All system register indexes from 0 to 31 are displayed. This seems unnecessary at first, but it was discovered that system registers 29, 30 and 31 do in fact exist.


Misc.

Displays additional information regarding the test.

The bit-packed fields in system register PSW are decoded for easier assessment of the status flags.

There are 32 bytes of scratch memory available for testing read/write instructions with, pointed to by r9. The "before" and "after" states of these bytes are displayed here.

I find this tool a lot like VSU Workshop! This will answer questions regarding not only the sound functionality, but also the CPU.

Now do VIP Workshop.

Yay, the site's back. I have one more section to prepare in the first batch of content for the new tech scroll document, and I'll have that ready for presentation sometime tomorrow.

Quote:
I can't promise this one's gonna happen. The VIP has enough moving parts that I expect it's more likely to make test programs for individual features rather than one giant program encompassing everything.

This is a work post.


We have results!

You may recall that I mentioned having a draft of v1.0 of the Sacred Tech Scroll in the works, but I discarded it and started a brand-new document instead. And that new document is already 8000 words long! I intended to have it in its current state yesterday, but the new content and formatting took a bit longer than I expected.

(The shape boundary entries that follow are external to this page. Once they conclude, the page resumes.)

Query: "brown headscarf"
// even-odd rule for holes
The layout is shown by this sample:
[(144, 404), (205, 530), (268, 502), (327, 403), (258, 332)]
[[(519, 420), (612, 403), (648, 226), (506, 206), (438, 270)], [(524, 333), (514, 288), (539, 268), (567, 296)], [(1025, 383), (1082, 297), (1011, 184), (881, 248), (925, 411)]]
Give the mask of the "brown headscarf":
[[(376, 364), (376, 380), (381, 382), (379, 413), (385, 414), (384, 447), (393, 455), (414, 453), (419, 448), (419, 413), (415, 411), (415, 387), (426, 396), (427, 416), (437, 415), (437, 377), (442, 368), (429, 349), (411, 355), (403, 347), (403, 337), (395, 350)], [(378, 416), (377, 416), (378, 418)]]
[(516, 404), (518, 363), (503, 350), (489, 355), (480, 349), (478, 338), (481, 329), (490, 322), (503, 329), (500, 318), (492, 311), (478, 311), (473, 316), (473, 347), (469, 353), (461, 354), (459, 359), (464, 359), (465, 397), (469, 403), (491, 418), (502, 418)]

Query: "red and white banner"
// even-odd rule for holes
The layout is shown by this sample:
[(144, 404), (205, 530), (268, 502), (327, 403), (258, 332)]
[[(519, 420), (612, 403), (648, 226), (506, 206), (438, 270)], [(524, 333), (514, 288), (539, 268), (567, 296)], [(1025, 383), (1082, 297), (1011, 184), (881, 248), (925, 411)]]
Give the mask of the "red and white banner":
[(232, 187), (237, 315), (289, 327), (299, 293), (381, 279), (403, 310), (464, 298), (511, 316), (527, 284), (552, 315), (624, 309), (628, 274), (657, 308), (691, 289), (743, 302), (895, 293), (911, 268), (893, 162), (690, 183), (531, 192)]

The current, work-in-progress draft of the new Tech Scroll can be found here:
http://perfectkiosk.net/stsvb1.html

It currently contains most of the CPU documentation. A few editor's notes are strewn here and there for things that need additional research, and the instruction cache isn't documented at all. But otherwise, I believe the rest is in there. There aren't very many blanks left to fill in: CPU Workshop was an invaluable tool for getting lots of tricky things figured out.

Quite a bit has changed from the original Sacred Tech Scroll document, not the least of which involves innumerable corrections. I encourage you to take a look and let me know what you think.

This is enough to get started designing and implementing a formal emulation core. I realize a big wordy document isn't as fun as a flashy emulator, but I trust you can appreciate just how much of a benefit it is to have this available.